During the Kamakura and Muromachi eras, some stories began to include more sinister tanuki. The Otogizoshi story of "Kachi-kachi Yama" features a tanuki that clubs an old lady to death and serves her to her unknowing husband as "old lady soup". Other stories report tanuki as being harmless and productive members of society. Several shrines have stories of past priests who were tanuki in disguise. Shapeshifting tanuki are sometimes believed to be a transformation of the souls of household goods that were used for one hundred years or more.

Hayao Miyazaki's 1994 film "Pom Poko" features Tanuki involved in a struggle to protect the wild lands in which they live. 

A popular tale known as Bunbuku chagama is about a tanuki who fooled a monk by transforming into a tea-kettle. Another is about a tanuki who tricked a hunter by disguising his arms as tree boughs, until he spread both arms at the same time and fell off the tree. Tanuki are said to cheat merchants with leaves they have magically disguised as paper money. Some stories describe tanuki as using leaves as part of their own shape-shifting magic.
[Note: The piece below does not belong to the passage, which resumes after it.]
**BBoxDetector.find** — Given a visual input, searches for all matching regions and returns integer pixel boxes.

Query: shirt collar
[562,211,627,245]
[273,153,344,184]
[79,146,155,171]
In metalworking, tanuki skins were often used for thinning gold. As a result, tanuki became associated with metal mines and metal craftwork and were marketed as front yard decoration and good luck charm for bringing in prosperity.



Statues of tanuki can be found outside many Japanese temples and restaurants, especially noodle shops. These statues often wear a big, cone-shaped hat and carry a bottle of sake. Tanuki statues always have a large belly, although contemporary sculptures may or may not show the traditional large testicles. These exaggerated features represent fertility and plenty.



Tom Robbins' recent book Villa Incognito has also done much to spread awareness of tanuki, especially in America.



Linguistic aspects



While tanuki are prominent in Japanese folklore and proverbs, they were not always properly distinguished from other animals. In local dialects, tanuki and mujina refer either to a raccoon dog, a badger, or a relative of the badger. What is known as tanuki in one region may be known as mujina in another region. In today's Tokyo standard dialect, tanuki refers to raccoon dogs and anaguma refers to badgers. There are such local dishes known as tanuki-jiru, or "tanuki soup," which either uses raccoon dog or badger, the latter being more renowned for its taste.



The kanji for tanuki can be used interchangeably without change of meaning, while the former is currently more common. Originally, the characters were used to refer to mid-sized mammals, mostly wild cats. Since wild cats live in only very limited regions of Japan (e.g. Iriomote, Okinawa), it is believed that the characters began to be used for "tanuki" instead starting around the Japanese feudal era. Historically, this has been a source of confusion and misleading translations between the two languages.



In Japanese slang, Tanuki kao ("raccoon dog face") refers to women with wide-set eyes, a wide forehead, full lips and a round shape. Conversely, kitsune kao, or "fox face" refer to women who have a narrow face having close-set eyes, thin eyebrows, and high cheekbones.